O presidente Luis Lacalle Pou, de centro-direita e que se empenhou no conceito de "liberdade responsável", diz não acreditar em "um estado policial" e argumenta que não colocará obstáculos "a quem sai para ganhar o pão de cada dia".

Uma convicção que, no contexto atual, seus seguidores entendem como coerência, e seus críticos, como capricho.

Os apelos por medidas mais restritivas vêm agora de todos os lugares. Da comunidade científica e médica à oposição.

Parceiros políticos do governo também insistem em que, sem uma intervenção mais firme, o quadro pode apenas piorar. Já 74% dos uruguaios acreditam que é preciso aumentar as restrições, segundo levantamento da consultoria Factum divulgado esta semana.

Em um relatório que compara a evolução da pandemia em países semelhantes ao Uruguai, o Guiad - um grupo de cientistas independentes criado para analisar dados sobre o vírus - detalhou que "apenas medidas rígidas" conseguem diminuir a mobilidade para conter o aumento dos casos.

Outro grupo de cientistas, o Gach, que assessora o governo e se tornou uma referência para a população, elaborou um documento aconselhando novas medidas. Várias delas foram rejeitadas pelo Executivo.

Entre elas, estão a suspensão total de cerimônias religiosas e de torneios esportivos profissionais, o fechamento de bares e restaurantes, ou maiores restrições ao ingresso no país.

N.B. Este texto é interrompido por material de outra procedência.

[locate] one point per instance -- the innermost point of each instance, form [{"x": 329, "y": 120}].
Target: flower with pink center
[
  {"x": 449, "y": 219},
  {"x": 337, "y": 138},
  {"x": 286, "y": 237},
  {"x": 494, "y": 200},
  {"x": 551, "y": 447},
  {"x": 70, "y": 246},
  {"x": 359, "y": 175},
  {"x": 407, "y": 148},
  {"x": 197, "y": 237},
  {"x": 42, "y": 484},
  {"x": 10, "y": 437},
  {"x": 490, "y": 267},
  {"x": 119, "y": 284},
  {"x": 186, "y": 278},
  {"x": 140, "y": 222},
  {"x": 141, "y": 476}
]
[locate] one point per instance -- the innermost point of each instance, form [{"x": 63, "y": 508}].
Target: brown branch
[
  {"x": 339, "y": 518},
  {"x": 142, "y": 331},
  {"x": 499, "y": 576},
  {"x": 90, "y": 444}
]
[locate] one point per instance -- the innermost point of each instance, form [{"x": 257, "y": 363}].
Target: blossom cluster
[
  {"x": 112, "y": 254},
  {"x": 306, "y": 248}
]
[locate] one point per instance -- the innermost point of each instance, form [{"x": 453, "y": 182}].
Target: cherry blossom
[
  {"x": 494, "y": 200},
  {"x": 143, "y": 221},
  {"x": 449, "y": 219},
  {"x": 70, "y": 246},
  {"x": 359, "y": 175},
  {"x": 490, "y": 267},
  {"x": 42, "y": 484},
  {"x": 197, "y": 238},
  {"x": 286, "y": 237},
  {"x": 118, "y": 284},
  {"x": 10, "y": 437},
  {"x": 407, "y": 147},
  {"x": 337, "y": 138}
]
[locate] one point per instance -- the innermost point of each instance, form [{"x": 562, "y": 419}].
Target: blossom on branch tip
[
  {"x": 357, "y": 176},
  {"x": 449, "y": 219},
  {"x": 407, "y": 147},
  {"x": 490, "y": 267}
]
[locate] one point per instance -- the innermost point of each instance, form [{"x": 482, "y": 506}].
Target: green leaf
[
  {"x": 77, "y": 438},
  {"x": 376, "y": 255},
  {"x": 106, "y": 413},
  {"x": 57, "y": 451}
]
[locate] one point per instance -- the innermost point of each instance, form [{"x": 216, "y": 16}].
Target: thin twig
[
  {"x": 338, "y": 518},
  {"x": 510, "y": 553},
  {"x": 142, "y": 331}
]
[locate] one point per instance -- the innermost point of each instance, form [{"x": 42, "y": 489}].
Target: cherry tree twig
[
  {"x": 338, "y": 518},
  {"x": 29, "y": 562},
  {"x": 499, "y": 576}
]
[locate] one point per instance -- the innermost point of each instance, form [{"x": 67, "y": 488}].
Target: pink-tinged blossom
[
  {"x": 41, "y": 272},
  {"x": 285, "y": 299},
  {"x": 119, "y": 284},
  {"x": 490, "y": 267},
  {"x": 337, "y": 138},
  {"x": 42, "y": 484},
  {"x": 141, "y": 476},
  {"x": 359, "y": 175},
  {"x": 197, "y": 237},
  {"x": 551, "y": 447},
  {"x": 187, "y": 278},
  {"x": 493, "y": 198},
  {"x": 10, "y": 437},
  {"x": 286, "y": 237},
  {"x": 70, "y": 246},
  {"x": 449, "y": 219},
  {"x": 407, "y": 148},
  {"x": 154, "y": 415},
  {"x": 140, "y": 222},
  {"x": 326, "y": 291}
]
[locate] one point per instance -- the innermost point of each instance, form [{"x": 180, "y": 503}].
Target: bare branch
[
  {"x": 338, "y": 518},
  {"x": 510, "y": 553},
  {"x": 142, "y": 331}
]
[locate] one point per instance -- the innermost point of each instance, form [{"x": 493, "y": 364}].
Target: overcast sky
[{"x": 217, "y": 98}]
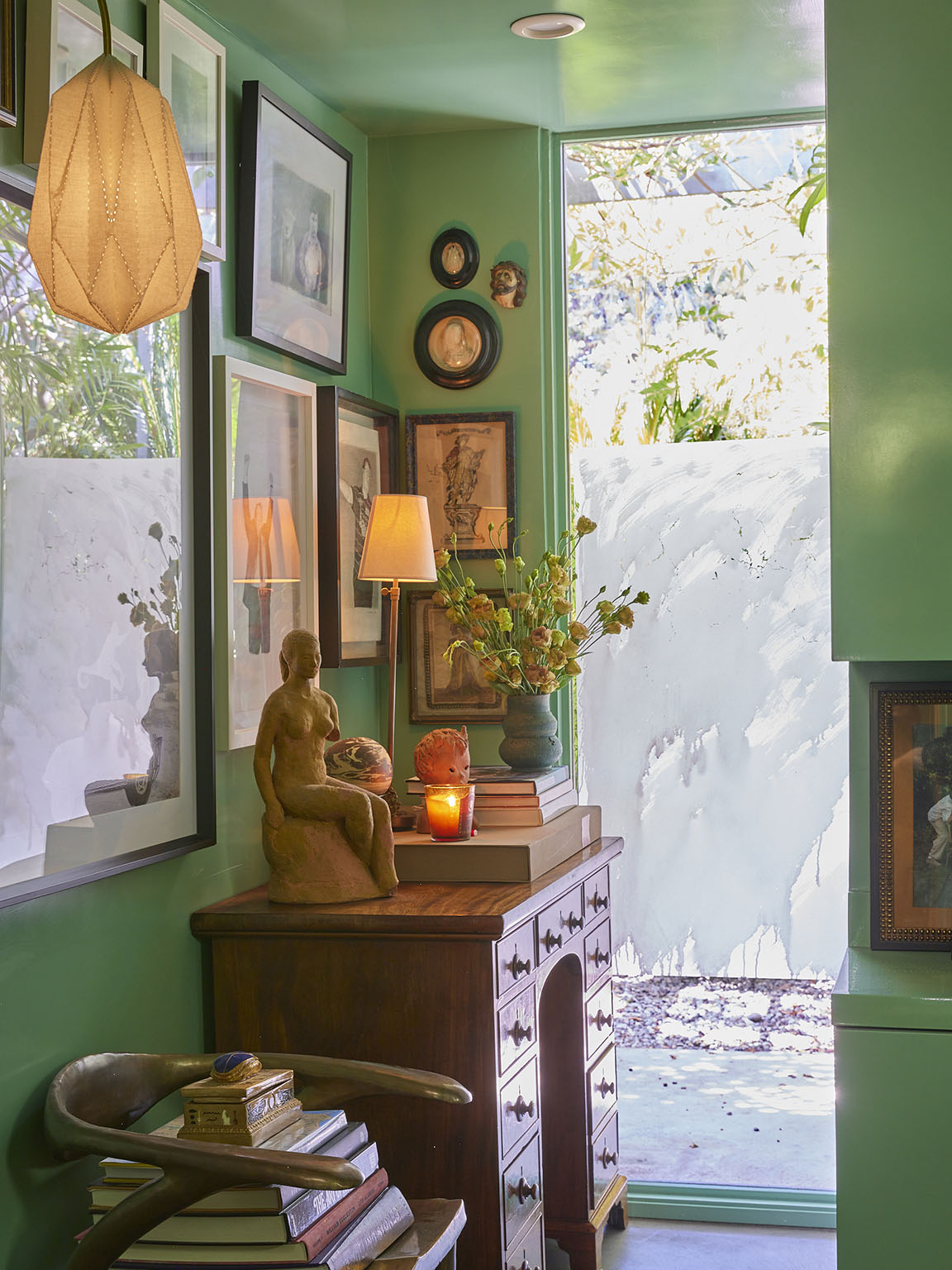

Lacalle considera, porém, que as medidas em vigor, como a suspensão das aulas presenciais, ou o fechamento das repartições públicas não essenciais, são suficientes, se acompanhadas do comportamento individual.

O governo aposta todas as fichas no plano de vacinação, que avança muito rapidamente. Até agora, 29% da população foi vacinada com uma dose do imunizante da CoronaVac, ou da Pfizer, e 7% com duas.

Os cientistas insistem, no entanto, em que somente a vacinação não vai impedir o aumento das infecções no curto prazo.